National Register of Historic Places in Jackson County
The William Bybee House is an interesting example of Classical Revival architecture in Oregon. It is nearly identical to the house built by William's cousin, James Bybee, nearly 300 miles away on Sauvie Island.
Bybee was born in Clark County, Kentucky, in 1830. In 1850, he went to Missouri where he became a freight driver for the US Government. Two years later, he went to the California Gold Mines.
In 1853, Bybee headed north through Jacksonville to Sauvie Island, where his cousin James had settled in 1847.
Bybee returned to Jacksonville in 1854 where he and fifty others fought the Indians under the command of Jesse Walker.
Bybee was successful in his agricultural affairs and at one time owned more than five thousand acres in Jackson County. Although his principal occupation was stock raising, he was an influential man and was active in Democratic (Copperhead) politics. He was sheriff for two terms.

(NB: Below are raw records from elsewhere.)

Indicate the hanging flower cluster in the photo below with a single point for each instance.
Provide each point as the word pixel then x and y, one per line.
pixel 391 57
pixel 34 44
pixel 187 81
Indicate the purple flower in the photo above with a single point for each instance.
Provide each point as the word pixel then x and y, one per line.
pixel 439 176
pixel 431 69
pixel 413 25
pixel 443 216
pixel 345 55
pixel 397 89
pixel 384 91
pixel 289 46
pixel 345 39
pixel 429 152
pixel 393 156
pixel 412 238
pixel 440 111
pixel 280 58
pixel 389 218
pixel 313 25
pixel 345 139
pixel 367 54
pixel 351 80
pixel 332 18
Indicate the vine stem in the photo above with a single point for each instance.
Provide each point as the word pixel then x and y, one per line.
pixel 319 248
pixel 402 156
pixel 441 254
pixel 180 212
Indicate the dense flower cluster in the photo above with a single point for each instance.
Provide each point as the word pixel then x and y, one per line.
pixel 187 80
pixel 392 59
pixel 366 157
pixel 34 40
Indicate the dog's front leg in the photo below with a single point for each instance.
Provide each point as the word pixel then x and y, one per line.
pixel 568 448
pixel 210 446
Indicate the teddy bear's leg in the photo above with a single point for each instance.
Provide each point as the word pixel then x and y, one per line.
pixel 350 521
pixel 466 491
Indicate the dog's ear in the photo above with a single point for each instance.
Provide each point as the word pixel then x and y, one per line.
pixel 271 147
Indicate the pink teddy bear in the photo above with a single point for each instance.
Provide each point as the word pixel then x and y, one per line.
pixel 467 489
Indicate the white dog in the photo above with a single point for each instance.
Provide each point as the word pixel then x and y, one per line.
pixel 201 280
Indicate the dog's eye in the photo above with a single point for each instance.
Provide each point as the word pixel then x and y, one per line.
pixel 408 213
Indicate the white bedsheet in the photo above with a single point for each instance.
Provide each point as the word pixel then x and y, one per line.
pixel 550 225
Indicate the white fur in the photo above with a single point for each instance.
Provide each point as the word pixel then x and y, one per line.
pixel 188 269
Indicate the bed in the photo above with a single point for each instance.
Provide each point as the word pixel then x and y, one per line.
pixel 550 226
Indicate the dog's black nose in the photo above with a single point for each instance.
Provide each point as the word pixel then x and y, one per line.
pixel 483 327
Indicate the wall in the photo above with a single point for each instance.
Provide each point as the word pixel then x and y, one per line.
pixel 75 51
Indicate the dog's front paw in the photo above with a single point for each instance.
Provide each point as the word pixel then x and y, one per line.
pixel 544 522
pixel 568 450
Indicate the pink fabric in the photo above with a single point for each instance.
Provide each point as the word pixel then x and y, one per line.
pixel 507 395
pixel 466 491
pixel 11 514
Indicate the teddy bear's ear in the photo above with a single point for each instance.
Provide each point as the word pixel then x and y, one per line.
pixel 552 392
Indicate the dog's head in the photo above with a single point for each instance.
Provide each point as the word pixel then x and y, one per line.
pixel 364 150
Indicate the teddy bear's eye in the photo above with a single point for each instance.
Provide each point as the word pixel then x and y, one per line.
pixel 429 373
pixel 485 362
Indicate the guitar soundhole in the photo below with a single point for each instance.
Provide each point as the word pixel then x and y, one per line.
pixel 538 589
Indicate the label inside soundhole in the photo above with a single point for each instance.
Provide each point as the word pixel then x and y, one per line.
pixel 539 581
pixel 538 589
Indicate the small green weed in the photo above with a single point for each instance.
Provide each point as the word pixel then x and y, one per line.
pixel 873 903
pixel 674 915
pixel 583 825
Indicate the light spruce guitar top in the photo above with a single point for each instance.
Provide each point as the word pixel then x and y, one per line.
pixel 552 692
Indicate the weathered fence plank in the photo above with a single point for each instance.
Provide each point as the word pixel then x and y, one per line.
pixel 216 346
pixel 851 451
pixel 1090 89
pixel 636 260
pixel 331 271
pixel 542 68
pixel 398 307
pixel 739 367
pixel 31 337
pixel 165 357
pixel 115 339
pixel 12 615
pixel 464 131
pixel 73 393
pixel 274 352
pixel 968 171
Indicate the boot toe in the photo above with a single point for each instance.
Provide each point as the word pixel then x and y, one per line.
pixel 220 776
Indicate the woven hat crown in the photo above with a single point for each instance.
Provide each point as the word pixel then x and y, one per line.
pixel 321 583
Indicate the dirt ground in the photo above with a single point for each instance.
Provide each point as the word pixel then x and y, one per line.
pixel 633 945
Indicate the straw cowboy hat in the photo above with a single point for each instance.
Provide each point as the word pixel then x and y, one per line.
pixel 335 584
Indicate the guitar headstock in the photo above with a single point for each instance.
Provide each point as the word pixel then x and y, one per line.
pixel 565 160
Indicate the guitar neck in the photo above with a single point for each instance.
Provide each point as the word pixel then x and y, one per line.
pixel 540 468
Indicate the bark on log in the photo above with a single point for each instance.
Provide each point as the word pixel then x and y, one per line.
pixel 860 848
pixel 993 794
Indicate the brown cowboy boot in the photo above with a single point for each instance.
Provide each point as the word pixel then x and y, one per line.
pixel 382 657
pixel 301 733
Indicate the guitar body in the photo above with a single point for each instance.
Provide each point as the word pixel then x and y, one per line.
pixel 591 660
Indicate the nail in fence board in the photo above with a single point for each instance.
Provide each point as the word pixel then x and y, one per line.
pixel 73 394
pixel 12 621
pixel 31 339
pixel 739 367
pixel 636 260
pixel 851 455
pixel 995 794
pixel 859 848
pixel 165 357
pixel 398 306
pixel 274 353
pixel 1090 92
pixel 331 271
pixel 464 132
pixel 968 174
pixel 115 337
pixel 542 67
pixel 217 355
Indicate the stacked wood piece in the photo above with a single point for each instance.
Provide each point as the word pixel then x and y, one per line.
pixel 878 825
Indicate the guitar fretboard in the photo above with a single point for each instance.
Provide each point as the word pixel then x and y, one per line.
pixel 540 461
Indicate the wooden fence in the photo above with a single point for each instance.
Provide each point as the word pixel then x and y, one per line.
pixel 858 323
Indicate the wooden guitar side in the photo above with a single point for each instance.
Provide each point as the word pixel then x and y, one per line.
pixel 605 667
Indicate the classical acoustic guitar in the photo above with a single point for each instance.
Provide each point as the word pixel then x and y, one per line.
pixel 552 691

Bybee was a horse breeder and racer. "Horse races were run at Bybee's where a course famous up and down the coast was used by owners of thoroughbreds whenever the occasion demanded."
After Bybee died in November of 1908, it was said that "during his entire life he was counted among the safe and progressive leaders in all matters relating to public affairs."
Adapted from the NRHP nomination submitted in 1977.